When we are talking of 23X P/E in historical terms we are referring to around 20 times earnings in forward terms. That is not exactly a situation that justifies a valuation argument. The situation was very different in April 2003 or in March 2009 when the P/E had fallen closer to 11X. That was a classic valuation argument since the downside risk at those levels was very low. That cannot be the case in Jan-2017 and hence a pure value argument may not be able to explain why the Nifty gave a return of 23% from those levels. It is more likely that the markets were driven by the growth argument which implies that the market is expecting that the growth in top-line and the bottom-line will be robust enough to justify the higher valuations. Hence a growth argument looks more likely. Let us look at a more elegant argument in the chart below..
What the above chart indicates is that the stock price is normally a function of the expansion of the P/E multiple. The P/E multiple is, in turn, a function of the expected expansion of earnings of the company. You need to remember, that growth in bottom-line is given a lot more importance than the growth in top-line when it comes to P/E expansion. That has been the case in the Indian context too.

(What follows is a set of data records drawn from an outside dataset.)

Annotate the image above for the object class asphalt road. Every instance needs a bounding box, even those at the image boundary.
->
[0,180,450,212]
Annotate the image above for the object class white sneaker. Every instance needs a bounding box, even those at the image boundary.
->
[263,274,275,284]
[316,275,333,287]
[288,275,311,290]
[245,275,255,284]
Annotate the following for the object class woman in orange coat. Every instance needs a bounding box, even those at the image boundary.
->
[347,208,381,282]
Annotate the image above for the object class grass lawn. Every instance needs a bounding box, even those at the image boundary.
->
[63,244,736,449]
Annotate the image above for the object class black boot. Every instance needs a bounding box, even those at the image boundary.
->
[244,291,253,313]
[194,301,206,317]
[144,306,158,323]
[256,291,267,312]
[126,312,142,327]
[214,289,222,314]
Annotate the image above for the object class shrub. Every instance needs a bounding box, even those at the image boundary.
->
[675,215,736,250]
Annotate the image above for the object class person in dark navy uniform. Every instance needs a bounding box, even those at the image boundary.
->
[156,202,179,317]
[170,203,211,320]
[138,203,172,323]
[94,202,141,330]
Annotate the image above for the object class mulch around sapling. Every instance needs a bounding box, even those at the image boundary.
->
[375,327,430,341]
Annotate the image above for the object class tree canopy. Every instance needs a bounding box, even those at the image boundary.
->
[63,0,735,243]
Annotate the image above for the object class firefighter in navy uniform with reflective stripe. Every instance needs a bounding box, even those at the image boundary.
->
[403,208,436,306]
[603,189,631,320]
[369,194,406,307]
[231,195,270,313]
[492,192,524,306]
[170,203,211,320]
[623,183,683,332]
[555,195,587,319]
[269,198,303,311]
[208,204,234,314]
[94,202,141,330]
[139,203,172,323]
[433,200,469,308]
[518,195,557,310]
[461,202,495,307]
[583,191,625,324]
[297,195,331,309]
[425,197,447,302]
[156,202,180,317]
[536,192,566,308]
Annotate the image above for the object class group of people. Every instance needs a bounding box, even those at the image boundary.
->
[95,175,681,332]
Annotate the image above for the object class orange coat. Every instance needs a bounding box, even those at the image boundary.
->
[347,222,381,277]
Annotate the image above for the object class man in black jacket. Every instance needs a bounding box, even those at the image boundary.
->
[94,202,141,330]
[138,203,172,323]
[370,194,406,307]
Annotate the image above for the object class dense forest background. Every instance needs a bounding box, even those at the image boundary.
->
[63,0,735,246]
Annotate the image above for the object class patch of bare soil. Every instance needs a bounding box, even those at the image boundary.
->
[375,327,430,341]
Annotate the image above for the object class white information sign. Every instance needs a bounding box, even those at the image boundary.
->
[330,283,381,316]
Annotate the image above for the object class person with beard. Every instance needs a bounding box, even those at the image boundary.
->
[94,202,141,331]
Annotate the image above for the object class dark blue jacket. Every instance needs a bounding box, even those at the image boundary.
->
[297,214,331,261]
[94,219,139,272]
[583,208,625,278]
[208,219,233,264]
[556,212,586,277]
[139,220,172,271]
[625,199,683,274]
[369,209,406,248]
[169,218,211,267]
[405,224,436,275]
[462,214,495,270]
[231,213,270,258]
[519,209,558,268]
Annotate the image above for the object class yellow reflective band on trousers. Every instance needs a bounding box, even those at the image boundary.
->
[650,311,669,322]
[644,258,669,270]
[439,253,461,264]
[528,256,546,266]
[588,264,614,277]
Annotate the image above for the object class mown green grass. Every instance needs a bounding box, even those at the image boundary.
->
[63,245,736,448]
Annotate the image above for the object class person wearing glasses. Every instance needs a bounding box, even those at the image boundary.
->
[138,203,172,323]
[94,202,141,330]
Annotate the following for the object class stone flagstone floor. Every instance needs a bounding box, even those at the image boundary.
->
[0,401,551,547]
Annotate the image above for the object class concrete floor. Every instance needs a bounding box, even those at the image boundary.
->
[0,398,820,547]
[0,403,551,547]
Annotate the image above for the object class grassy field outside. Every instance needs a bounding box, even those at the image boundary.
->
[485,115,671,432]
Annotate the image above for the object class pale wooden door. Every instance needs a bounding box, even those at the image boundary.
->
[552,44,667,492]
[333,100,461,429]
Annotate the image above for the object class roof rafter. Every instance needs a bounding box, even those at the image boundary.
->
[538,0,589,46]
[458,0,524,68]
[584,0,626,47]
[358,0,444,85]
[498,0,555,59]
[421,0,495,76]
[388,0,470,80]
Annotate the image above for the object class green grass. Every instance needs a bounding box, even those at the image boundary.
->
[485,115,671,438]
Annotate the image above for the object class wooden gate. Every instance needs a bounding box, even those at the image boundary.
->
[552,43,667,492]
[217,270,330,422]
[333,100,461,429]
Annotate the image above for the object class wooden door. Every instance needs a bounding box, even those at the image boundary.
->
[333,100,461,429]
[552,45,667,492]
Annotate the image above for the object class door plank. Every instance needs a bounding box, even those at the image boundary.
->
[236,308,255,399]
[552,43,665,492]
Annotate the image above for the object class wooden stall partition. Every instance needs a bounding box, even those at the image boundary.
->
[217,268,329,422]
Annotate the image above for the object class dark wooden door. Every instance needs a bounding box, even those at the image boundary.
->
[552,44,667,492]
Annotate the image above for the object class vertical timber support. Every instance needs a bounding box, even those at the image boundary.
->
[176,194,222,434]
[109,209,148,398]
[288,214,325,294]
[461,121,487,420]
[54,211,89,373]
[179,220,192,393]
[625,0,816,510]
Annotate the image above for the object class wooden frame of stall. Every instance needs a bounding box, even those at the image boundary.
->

But why has there been an expectation of earnings growth in India and why has that led to P/E expansion?
The earnings growth expectation story in India..
The P/E expansion in 2017 from 23X to 27.66X is obviously an outcome of higher earnings growth expectations. The following 4 factors have triggered expectation of growth in earnings..
The big boost to earnings expectation came from the bank recapitalization and rescue program. The combination of Prompt Corrective Action (PCA), Insolvency & Bankruptcy Code (IBC) and recapitalization has resulted in expectations that the books of the PSU banks will be cleaned up. In fact, the government’s Rs.88,000 crore recap programs is expected to free up lendable resources to the tune of Rs.5 trillion. This can have a multiplier effect on earnings growth.
Even as top-line growth has been muted in most sectors due to factors like demonetization and GST introduction, the bottom-line has benefited due to a variety of factors. Companies have deleveraged to a large extent, most companies have benefited from lower input cost due to the relatively cheaper prices of oil. This has expanded the ROE and the earnings growth; both of which are conducive to P/E expansion.
The government’s aggressive investment in infrastructure is likely to trigger a revival in the capital investment cycle and that will lead to a virtuous cycle of more investments, capacity expansion and more growth. This is again P/E accretive.
Expanding consumer demand appears to the big theme of the current government. The government is expected to invest heavily in expanding rural demand and also in putting more money in the hands of the tax payers through rebates and exemptions. This is likely to trigger a consumption boom and is likely to be positive for the earnings for index heavyweights like financials, autos and FMCG companies.
The big bet of the Indian market appears to be the revival in growth. Value as a trigger is more meaningful when the entire market is grossly underpriced; as we saw in 2003 or 2009. Otherwise, it has been growth and growth expectations that have driven stock markets across the world. India has been no exception!